Cyprus Peacekeepers Mark 50th

NICOSIA — Cyprus has long touted its pristine beaches as the perfect holiday escape. It can also boast hosting the world’s longest-serving U.N. peacekeeping force.

It’s been 50 years since the first international troops turned up to keep ethnic Greeks and Turks from plunging the newly independent island into a bloody civil war.

But with the most recent deadly clash happening nearly 20 years ago, tensions have waned to the intensity of lapping waves on the island’s white-sand beaches.

With Cyprus no longer offering the kind of rugged training that keeping the peace in the world’s new hot spots requires, some have even taken to nicknaming tours of duty here as “Club Med” assignments.

But that doesn’t mean the peacekeepers — many of whom came from pacifist Canada — haven’t played a strong, and at times highly perilous, role.

When the United Nations Peacekeeping Force in Cyprus — UNFICYP — was established in March 1964, the island was on the brink of descending into an ethnic bloodbath.

Four years earlier, Cyprus had gained independence from Britain, and soon ethnic Greeks and Turks in the fledgling republic were locked in deadly clashes for control. The U.N. peacekeepers’ role was to keep the two sides apart.

Those efforts paid off for years until July 1974, when Turkey invaded Cyprus following an ethnic Greek coup aimed at uniting the island with Greece.

Advancing Turkish forces tried to seize the strategically important airport in Nicosia hours into their invasion — and Canadian soldiers serving with the UNFICYP helped to repel the advance.

A gutted Cyprus Airways passenger jet near Nicosia’s old airport terminal serves as a reminder of the fierce battles that raged here 40 years ago. These days, the once bustling terminal stands vacant in the buffer zone that runs across the divided island, its doors chained up and its window panes smashed.

It also stands as a testament to how one of the world’s most intractable conflicts has eluded numerous peace drives over so many decades. Another round of peace talks aimed at reunifying the island began last month.

“It’s a no-man’s land in the worst sense of the word,” said former Canadian peacekeeper Larry Gollner, a 75 year-old retired Brigadier General who was visiting Cyprus for 50th anniversary commemorations. “Look at all this land not being utilized.”

Since the Turkish invasion that split Cyprus into an internationally-recognized Greek half and a diplomatically-isolated Turkish one there’s been little real threat of a resurgence of violence.

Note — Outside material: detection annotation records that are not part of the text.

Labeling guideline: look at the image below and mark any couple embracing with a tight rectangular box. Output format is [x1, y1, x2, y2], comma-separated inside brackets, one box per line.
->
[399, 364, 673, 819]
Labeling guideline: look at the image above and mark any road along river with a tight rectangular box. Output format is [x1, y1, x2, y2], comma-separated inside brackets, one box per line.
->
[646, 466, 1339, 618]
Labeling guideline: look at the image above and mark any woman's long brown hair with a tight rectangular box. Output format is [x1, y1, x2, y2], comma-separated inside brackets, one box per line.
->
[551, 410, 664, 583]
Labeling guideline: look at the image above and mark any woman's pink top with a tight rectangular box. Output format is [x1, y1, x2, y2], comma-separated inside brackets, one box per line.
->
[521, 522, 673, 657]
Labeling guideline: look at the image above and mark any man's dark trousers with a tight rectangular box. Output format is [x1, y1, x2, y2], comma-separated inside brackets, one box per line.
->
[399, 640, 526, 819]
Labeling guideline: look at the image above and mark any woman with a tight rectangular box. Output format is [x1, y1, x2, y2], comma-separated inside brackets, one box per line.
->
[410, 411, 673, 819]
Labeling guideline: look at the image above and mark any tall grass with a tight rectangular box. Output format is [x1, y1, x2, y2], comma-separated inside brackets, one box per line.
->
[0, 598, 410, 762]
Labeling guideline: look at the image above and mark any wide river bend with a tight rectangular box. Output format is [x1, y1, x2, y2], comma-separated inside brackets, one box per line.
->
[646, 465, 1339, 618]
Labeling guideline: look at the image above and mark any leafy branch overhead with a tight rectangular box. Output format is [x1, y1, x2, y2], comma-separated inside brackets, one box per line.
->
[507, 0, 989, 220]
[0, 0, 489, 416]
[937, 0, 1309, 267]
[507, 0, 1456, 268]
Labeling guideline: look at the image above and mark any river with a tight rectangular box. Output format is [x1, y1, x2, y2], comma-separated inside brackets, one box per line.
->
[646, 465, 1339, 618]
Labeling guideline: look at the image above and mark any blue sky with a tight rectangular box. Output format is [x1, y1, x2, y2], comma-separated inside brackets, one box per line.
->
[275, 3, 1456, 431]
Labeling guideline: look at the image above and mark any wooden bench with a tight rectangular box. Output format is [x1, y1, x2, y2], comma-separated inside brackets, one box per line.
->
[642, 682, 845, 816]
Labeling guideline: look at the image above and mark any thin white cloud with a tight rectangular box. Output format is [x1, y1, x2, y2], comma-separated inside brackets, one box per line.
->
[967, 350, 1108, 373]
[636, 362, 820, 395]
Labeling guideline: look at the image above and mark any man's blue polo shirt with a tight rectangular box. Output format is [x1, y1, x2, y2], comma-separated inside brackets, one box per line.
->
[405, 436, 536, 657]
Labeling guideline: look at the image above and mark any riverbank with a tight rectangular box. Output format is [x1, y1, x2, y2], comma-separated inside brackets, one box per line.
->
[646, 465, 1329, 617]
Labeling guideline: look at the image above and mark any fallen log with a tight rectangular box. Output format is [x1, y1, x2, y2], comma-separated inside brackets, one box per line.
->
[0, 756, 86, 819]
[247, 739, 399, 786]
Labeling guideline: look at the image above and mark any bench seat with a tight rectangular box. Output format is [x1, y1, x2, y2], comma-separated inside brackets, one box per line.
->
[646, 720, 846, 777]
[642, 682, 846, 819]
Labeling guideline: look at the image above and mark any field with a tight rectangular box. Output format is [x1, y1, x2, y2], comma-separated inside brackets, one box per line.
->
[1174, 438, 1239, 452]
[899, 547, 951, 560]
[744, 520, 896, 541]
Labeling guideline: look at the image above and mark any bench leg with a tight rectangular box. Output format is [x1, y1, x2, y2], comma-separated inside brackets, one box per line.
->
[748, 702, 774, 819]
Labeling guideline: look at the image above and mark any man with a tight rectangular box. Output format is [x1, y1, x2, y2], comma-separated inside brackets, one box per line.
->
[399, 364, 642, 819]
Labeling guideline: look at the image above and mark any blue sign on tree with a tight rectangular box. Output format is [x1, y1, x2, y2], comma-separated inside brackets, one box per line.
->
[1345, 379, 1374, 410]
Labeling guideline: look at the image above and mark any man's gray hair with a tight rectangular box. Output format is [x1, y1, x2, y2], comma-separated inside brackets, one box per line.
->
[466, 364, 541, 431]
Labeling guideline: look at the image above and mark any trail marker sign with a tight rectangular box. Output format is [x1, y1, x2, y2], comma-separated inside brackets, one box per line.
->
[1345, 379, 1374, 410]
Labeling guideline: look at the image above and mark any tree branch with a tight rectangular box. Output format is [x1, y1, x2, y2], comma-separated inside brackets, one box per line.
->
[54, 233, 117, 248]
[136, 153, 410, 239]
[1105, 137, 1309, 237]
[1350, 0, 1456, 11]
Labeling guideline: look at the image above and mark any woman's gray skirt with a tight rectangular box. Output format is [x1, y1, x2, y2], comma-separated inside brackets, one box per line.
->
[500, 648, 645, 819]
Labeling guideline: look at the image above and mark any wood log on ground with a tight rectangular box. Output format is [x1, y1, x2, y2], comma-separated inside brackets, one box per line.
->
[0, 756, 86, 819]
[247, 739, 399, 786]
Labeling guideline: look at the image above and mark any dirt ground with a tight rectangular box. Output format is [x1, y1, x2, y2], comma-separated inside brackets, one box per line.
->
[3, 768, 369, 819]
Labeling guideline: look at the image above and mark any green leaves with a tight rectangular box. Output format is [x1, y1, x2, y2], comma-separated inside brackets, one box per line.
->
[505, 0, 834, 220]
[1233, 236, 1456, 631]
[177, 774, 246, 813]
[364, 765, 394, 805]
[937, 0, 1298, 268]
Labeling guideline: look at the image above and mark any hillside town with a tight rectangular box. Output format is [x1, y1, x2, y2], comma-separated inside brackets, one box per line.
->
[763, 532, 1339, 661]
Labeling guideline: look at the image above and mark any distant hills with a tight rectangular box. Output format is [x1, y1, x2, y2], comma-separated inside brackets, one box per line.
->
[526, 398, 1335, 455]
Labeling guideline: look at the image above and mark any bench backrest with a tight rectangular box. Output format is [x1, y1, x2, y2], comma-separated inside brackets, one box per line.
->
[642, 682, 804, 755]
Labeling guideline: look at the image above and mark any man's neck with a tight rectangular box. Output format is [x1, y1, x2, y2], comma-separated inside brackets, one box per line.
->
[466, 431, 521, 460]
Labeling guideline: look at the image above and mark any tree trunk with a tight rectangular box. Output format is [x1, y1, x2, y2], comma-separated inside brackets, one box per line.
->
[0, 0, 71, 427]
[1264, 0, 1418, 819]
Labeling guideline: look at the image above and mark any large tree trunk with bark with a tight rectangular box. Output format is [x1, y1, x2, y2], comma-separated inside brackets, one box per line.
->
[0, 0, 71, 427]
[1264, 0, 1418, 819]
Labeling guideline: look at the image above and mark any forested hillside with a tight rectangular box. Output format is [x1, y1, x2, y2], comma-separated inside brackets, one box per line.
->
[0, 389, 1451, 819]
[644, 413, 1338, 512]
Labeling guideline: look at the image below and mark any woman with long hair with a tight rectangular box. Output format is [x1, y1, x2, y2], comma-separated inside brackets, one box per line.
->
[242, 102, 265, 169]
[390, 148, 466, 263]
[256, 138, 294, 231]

Peacekeepers have been limited to menial tasks such as patrolling the border and monitoring any violations of the “status quo” — among them unauthorized construction, encroachments by farmers’ inside the buffer zone or game-hunting by poachers within the no-man’s-land.

For Canadian, Swedish or Finnish peacekeepers accustomed to long, harsh winters, a six-month stint on a holiday paradise is certainly a welcome interlude.

Thousands of soldiers from 32 countries have donned the UN blue beret here. There have been longer U.N. observer missions — such as in India and Pakistan — but no peacekeeping missions involving armed troops as long as the one in Cyprus. Some 178 peacekeepers have lost their lives on the island.

Gollner and nine other veteran Canadian UNFICYP soldiers made the journey to Cyprus this week to attend a series of memorial events organized by the Canadian government, including visits to cemeteries where some of the 28 Canadians who died here are buried.

Canada was one of the biggest contributors to UNFICYP, with more than 25,000 of its soldiers serving in the force between 1964 and 1993. The country is still represented here by one officer.

“We’re very proud of what we have accomplished and we know that we have made a difference by being here,” said Major General Alain Forand, whose assistance to wounded fellow Canadian soldiers earned him one of his country’s highest honors for bravery.

Canada joined countries such as Sweden and Finland in answering the peacekeeping call with contributions to a standing force that at its height swelled to nearly 6,500 troops. Their presence pulled the country back from outright civil war.

“With or without a settlement, even with significantly reduced security concerns, the U.N. presence has its value in Cyprus,” said Constantinos M. Constaninou, a professor of international relations at the University of Cyprus.

Forand recalled only one shooting in his sector during his first tour in 1969. He said that despite lingering mistrust from earlier killings, “there seems to be a willingness” for peace.

The Turkish invasion deeply complicated peace efforts. With the island divided — and a 1983 Turkish Cypriot declaration of independence recognized only by Turkey — conditions calcified.

The conflict has outlasted no less than five UN Secretaries-General and nearly two dozen UN envoys to Cyprus.